What’s your favorite donut?

Cinnamon Ice Cream - Sweet AND Spicy

Monday, September 11th, 2006

While in Cancun, Mexico last weekend, we asked the concierge where we should go for my friend’s birthday. She recommended La Destileria just a mile from our hotel. After a full dinner we came to dessert, and I was much too full to have anything too heavy, so I ordered ice cream. Our peppy waiter (I wish I had this guys energy!) recommended I try the Cinnamon Ice Cream. It sounded delicious, and so I order it. It came in a tall glass with a swirled brown cone on top and tasted just as good as it looked. Now I’m on the lookout for more. I hear that Ben and Jerry’s has a ice cream called Gingerbread Man that is similar, so I’ll have to give it a try. (It could only be seasonal here.)

One of my friends ordered a Banana and Caramel Crepe for desert that he said was quite tasty. Rather than rolling the crepe, they make it like a hobo’s purse (see picture below), and fill it with bananas, fresh whipped cream and toasted walnuts. It’s baked and and then served covered with cajeta (a carmel sauce made with goats milk) and cinnamon ice cream. My friend was surprise at how warm it was on the outside, yet nice and cool on the inside. Quite a nice treat after a hot day on the beach.

I’d like to encorporate some of these unusual finds into Tweet Sweet. Dessert choices that are different from the usual rich chocolate cake, tiramisu, New York cheesecake selection you get at every other eating establishment. So I guess more traveling, and more reviews!

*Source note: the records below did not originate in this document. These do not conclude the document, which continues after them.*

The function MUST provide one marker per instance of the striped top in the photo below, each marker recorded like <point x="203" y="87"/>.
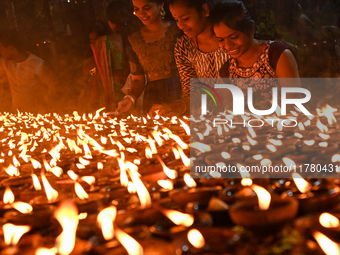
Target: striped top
<point x="193" y="63"/>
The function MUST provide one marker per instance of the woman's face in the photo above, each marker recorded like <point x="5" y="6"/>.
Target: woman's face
<point x="234" y="42"/>
<point x="148" y="12"/>
<point x="189" y="20"/>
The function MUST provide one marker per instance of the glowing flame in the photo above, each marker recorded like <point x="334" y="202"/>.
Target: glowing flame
<point x="8" y="196"/>
<point x="172" y="174"/>
<point x="336" y="158"/>
<point x="67" y="216"/>
<point x="196" y="238"/>
<point x="36" y="164"/>
<point x="327" y="111"/>
<point x="166" y="184"/>
<point x="36" y="182"/>
<point x="251" y="141"/>
<point x="328" y="220"/>
<point x="321" y="126"/>
<point x="179" y="218"/>
<point x="326" y="244"/>
<point x="12" y="170"/>
<point x="81" y="193"/>
<point x="189" y="181"/>
<point x="225" y="155"/>
<point x="142" y="192"/>
<point x="130" y="244"/>
<point x="290" y="163"/>
<point x="148" y="152"/>
<point x="105" y="219"/>
<point x="22" y="207"/>
<point x="185" y="159"/>
<point x="51" y="193"/>
<point x="263" y="196"/>
<point x="13" y="233"/>
<point x="302" y="185"/>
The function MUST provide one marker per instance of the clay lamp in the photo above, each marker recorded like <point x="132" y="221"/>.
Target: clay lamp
<point x="265" y="214"/>
<point x="313" y="198"/>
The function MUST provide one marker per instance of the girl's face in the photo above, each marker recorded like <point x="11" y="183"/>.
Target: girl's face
<point x="148" y="12"/>
<point x="189" y="20"/>
<point x="234" y="42"/>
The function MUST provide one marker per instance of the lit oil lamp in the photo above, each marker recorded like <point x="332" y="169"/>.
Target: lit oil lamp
<point x="266" y="214"/>
<point x="313" y="198"/>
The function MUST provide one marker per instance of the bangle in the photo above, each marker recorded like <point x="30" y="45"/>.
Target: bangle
<point x="131" y="98"/>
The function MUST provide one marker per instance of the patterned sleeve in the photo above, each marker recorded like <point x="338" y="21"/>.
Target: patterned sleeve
<point x="185" y="68"/>
<point x="135" y="66"/>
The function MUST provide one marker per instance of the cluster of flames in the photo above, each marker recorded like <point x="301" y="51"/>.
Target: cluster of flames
<point x="41" y="141"/>
<point x="26" y="136"/>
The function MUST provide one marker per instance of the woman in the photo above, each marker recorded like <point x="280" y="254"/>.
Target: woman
<point x="110" y="55"/>
<point x="197" y="52"/>
<point x="151" y="58"/>
<point x="250" y="57"/>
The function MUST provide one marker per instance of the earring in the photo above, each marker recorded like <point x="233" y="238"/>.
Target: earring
<point x="162" y="12"/>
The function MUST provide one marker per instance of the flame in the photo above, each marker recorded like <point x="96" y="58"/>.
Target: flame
<point x="148" y="152"/>
<point x="67" y="216"/>
<point x="327" y="111"/>
<point x="166" y="184"/>
<point x="182" y="144"/>
<point x="302" y="185"/>
<point x="8" y="196"/>
<point x="36" y="182"/>
<point x="290" y="163"/>
<point x="22" y="207"/>
<point x="189" y="181"/>
<point x="12" y="171"/>
<point x="263" y="196"/>
<point x="185" y="159"/>
<point x="172" y="174"/>
<point x="176" y="153"/>
<point x="246" y="182"/>
<point x="105" y="220"/>
<point x="328" y="220"/>
<point x="321" y="126"/>
<point x="225" y="155"/>
<point x="179" y="218"/>
<point x="45" y="251"/>
<point x="130" y="244"/>
<point x="326" y="244"/>
<point x="309" y="142"/>
<point x="13" y="233"/>
<point x="251" y="141"/>
<point x="81" y="193"/>
<point x="196" y="238"/>
<point x="100" y="166"/>
<point x="51" y="193"/>
<point x="90" y="180"/>
<point x="200" y="146"/>
<point x="72" y="175"/>
<point x="336" y="158"/>
<point x="142" y="192"/>
<point x="185" y="126"/>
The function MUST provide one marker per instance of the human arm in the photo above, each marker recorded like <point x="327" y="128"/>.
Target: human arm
<point x="287" y="68"/>
<point x="186" y="71"/>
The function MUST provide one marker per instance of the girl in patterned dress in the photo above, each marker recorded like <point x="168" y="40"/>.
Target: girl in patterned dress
<point x="151" y="58"/>
<point x="250" y="57"/>
<point x="197" y="52"/>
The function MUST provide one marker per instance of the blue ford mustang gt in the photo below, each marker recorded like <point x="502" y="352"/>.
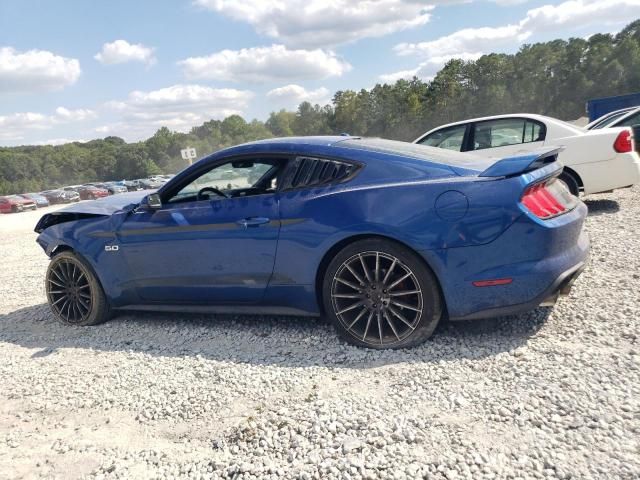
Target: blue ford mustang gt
<point x="383" y="237"/>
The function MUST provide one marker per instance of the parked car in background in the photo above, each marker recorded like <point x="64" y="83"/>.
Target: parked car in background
<point x="627" y="117"/>
<point x="594" y="160"/>
<point x="115" y="187"/>
<point x="61" y="196"/>
<point x="131" y="185"/>
<point x="150" y="183"/>
<point x="91" y="192"/>
<point x="598" y="107"/>
<point x="384" y="237"/>
<point x="16" y="203"/>
<point x="41" y="200"/>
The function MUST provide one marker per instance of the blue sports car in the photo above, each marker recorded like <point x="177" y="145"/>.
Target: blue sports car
<point x="385" y="238"/>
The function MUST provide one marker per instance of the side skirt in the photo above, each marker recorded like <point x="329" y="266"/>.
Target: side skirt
<point x="222" y="309"/>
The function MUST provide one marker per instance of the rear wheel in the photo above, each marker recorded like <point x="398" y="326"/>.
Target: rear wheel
<point x="73" y="291"/>
<point x="570" y="181"/>
<point x="381" y="295"/>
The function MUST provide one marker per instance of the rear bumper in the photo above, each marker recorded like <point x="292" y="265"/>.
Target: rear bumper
<point x="621" y="171"/>
<point x="540" y="260"/>
<point x="559" y="287"/>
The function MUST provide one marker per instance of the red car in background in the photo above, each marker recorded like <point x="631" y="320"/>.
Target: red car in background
<point x="15" y="203"/>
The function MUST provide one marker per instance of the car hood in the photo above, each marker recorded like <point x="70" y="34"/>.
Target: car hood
<point x="107" y="205"/>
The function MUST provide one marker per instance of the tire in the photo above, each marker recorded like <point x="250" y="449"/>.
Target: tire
<point x="365" y="309"/>
<point x="570" y="181"/>
<point x="74" y="293"/>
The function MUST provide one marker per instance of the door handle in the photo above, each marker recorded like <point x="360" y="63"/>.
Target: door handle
<point x="253" y="221"/>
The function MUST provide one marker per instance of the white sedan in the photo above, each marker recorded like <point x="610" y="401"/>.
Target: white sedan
<point x="595" y="160"/>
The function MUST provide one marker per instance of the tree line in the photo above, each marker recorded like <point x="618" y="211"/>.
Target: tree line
<point x="553" y="78"/>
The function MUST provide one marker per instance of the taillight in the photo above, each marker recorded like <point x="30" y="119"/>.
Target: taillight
<point x="548" y="199"/>
<point x="624" y="142"/>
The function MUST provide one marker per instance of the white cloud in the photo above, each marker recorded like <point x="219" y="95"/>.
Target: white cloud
<point x="292" y="95"/>
<point x="466" y="40"/>
<point x="121" y="51"/>
<point x="427" y="70"/>
<point x="178" y="107"/>
<point x="313" y="23"/>
<point x="265" y="64"/>
<point x="580" y="13"/>
<point x="59" y="141"/>
<point x="471" y="43"/>
<point x="35" y="70"/>
<point x="16" y="125"/>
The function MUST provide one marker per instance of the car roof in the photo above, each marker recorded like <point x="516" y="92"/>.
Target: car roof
<point x="569" y="128"/>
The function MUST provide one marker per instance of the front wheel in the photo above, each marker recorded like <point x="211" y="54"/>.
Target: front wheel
<point x="73" y="291"/>
<point x="379" y="294"/>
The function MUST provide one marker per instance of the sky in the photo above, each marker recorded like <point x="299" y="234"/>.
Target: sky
<point x="75" y="70"/>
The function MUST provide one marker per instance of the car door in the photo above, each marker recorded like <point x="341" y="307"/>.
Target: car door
<point x="501" y="137"/>
<point x="206" y="249"/>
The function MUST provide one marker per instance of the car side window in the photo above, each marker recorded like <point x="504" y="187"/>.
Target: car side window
<point x="507" y="131"/>
<point x="630" y="121"/>
<point x="450" y="138"/>
<point x="311" y="172"/>
<point x="533" y="132"/>
<point x="235" y="178"/>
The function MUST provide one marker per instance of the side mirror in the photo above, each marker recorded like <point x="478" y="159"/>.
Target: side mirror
<point x="153" y="201"/>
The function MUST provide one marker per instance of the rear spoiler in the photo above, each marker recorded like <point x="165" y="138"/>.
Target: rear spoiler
<point x="519" y="164"/>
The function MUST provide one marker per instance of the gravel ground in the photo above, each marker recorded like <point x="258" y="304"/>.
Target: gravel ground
<point x="551" y="394"/>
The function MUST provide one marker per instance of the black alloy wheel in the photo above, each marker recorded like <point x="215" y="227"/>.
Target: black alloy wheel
<point x="74" y="294"/>
<point x="383" y="297"/>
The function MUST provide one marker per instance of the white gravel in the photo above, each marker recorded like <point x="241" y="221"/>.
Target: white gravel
<point x="552" y="394"/>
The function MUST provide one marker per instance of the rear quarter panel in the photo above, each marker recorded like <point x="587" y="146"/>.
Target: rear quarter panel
<point x="314" y="221"/>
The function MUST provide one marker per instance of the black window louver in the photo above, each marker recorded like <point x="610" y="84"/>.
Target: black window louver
<point x="309" y="172"/>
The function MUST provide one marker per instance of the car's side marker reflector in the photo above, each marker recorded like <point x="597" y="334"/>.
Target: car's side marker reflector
<point x="491" y="283"/>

The Quest to Create the Greatest Sweet Shop of all Time Begins

Sunday, August 27th, 2006

I feel like I should say “Welcome to my Blog” or something like that since this is my first posting of this blog. Or I think I should talk about Tweet Sweet in general terms, or in terms of this blog. I also feel like I should explain that I’m not much of a writer, or even write “testing testing testing” and then see how it looks before I make this live. But it’s live, and it’s here for all of you to read.

Tweet Sweet? What in the world is that? Well, it’s all about a dream of mine that started bouncing around in my head a couple years ago. Well, maybe it started when I was born, but became more vivid in the past couple years. Tweet Sweet is my dream to create the greatest sweet shop of all time. A website you ask? No, a REAL sweet shop - the whole brick and mortar, bell-on-the-door, touch-feel-smell-savor shop.

And then, why in the world would I need a blog then? Since the Tweet Sweet only exists in my mind (right now) - my life is filled with all these opportunities to gather ideas from places I visit, people I run into, and crazy thoughts of what would make a sweet shop a fun place to visit. And my blog is a place to record these ideas, to share and take comments on, and to take the dream closer to a reality. (Oh, and practice this whole “blog” thing as well)

Much more to come, thanks for stopping by!